Technically, we could all be seeing different colors, because the only way that we can describe color is by the name. So I could be looking at what I believe to be 'green', and what you see as 'green' might be what I see as 'purple'. Think about it.
hehehe I guess I'm not alone My geometry teacher is color blind and he was telling us about it, and I've been thinking about it ever since.
I always get freaked out that the sun makes colors, and if there's no sun there's no colors. And that colors don't really exist, it's just the light that makes them visible.
I used to think that too. I kinda learned about this in class. If you adjust the "Hue" on your TV you can cycle through the primary light colours (Red, Blue Green) and interchange them. Likewise this can happen in someone's eyes, but there are tests for this, and if you fail the test, you're declared colour blind. Everyone in my class took the test, and a few people discovered they were colour blind for all their life and never knew it.
Yeah I've thought about that too, very weird. One must then question whether objective reality exists, or, even if it does, if any of us know what it is. If I see the color blue as blue, and you see it as green, which is the real one? What if objectively it's supposed to be orange? And really, we see the same color differently, what is color without a witness to it? It means we are integral to the experience of that color. That's pretty deep, think on that a while.

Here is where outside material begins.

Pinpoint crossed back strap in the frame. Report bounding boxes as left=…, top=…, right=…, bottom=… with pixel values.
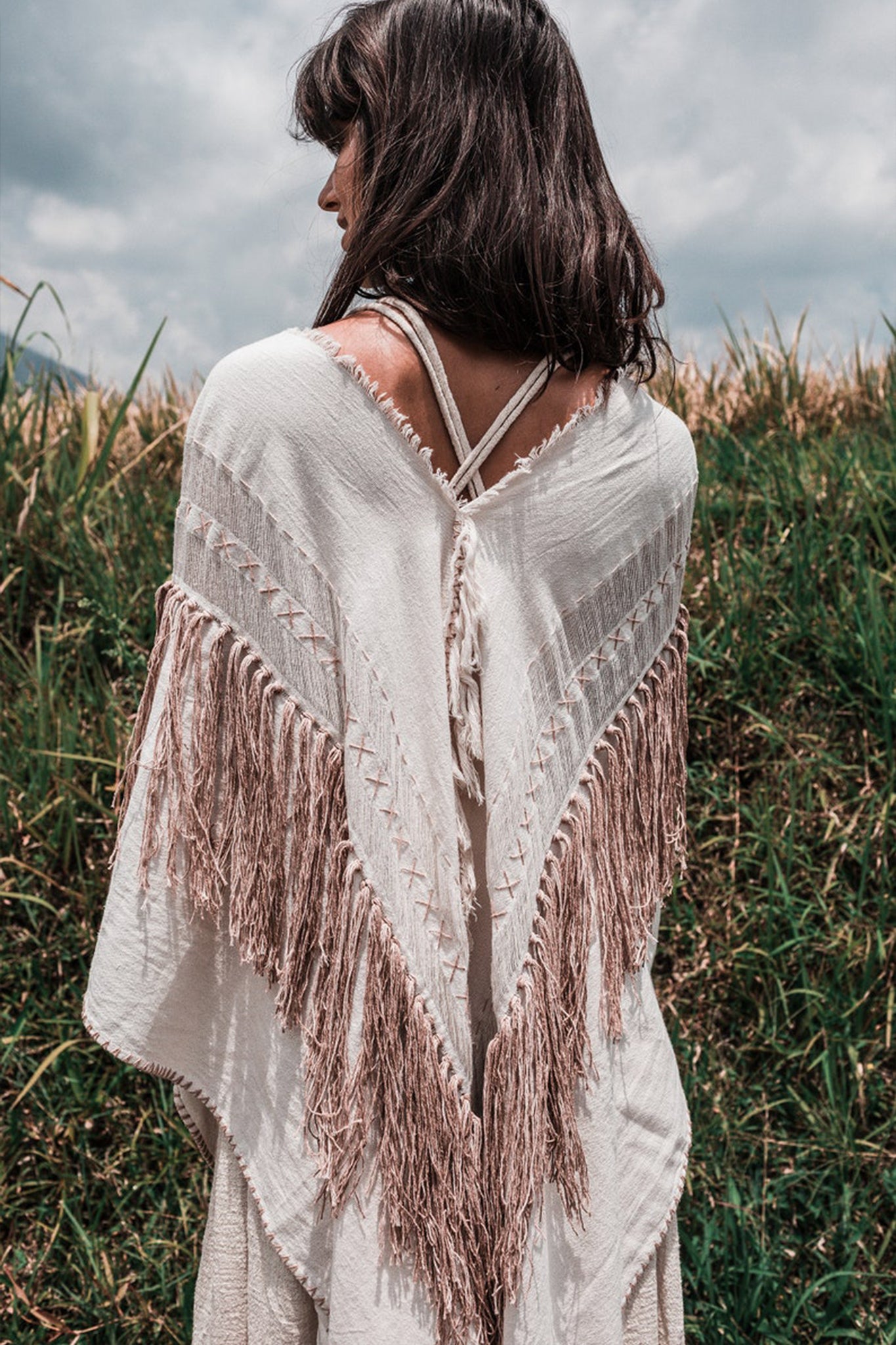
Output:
left=364, top=295, right=548, bottom=495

The end to that theoretical arguement is when a person mixes primary colors. For example person 1 can say to someone "make the color orange." Now if the colors that they thought were red and yellow were in reality blue and yellow, they would make green instead of orange, and the color that person 1 asked for would not be created. In scientific reality,,, Because different colors reflect such specific wavelengths and the visible spectrum is known, there is no way people have enough variation to go through life with one person seeing yellow, but calling it "blue" and another seeing red, also calling it "blue." People DO see shades of color with great variation to how sensitive they are to it. (ie they can tell a slight difference in shade vs. not being able to tell)
Nope, because they are taught the colors you see.... What is orange to me is green to them, but it's still orange to me, and they know it as orange but what they see is what I'd label green, but it is orange... You ended nothing...
hmm.. it would be fun to think like that but if we all saw different colours then why does everyone say the sky is blue or the leaves are green or the clouds are white??
yeh but there are universal names for all of the colours... why would there be one name for a whole bunch of colours.... hmm... my heads going to start spinning soon... and then I'll be seeing all of the colours.... (or maybe none of the colours )
Actually I did end it. Think about it for a while. The possibilities of the colors being named the same after being mixed is not very good. Mix two mixed colors to get something else and the possibility is nill. Sorry to burst your bubble guy.
Actually, if we're taught that "blue" and "yellow" equal "green" it doesn't matter that we percieve them differently, just that we all agree that these things combined equal the same thing. Maybe when I combine blue and yellow and get green, someone else does the same (so it looks the same to me) but to them, the perception is different, maybe like mixing red and green to get violet. The perception is purely subjective and personal.
i said the exact same thing to a friend about three months ago and even used the same colours as example....
well then essentially everything we interact with or feel emotionally ect is like that. who is to that two people see anything exactly the same, or feel anything exactly the same.
im so confused... so the colors that we see to our own eyes could be different to someone else's, and the only reason we all know the same colors is that when you were born everybody just told you that thoughs were the colors names...or something...im lost
Actually, the only real difference would be what we called the color, not the actual color. Most human eyes interpret the color scale in the same way, so what would be called green to me would be probably would you call green.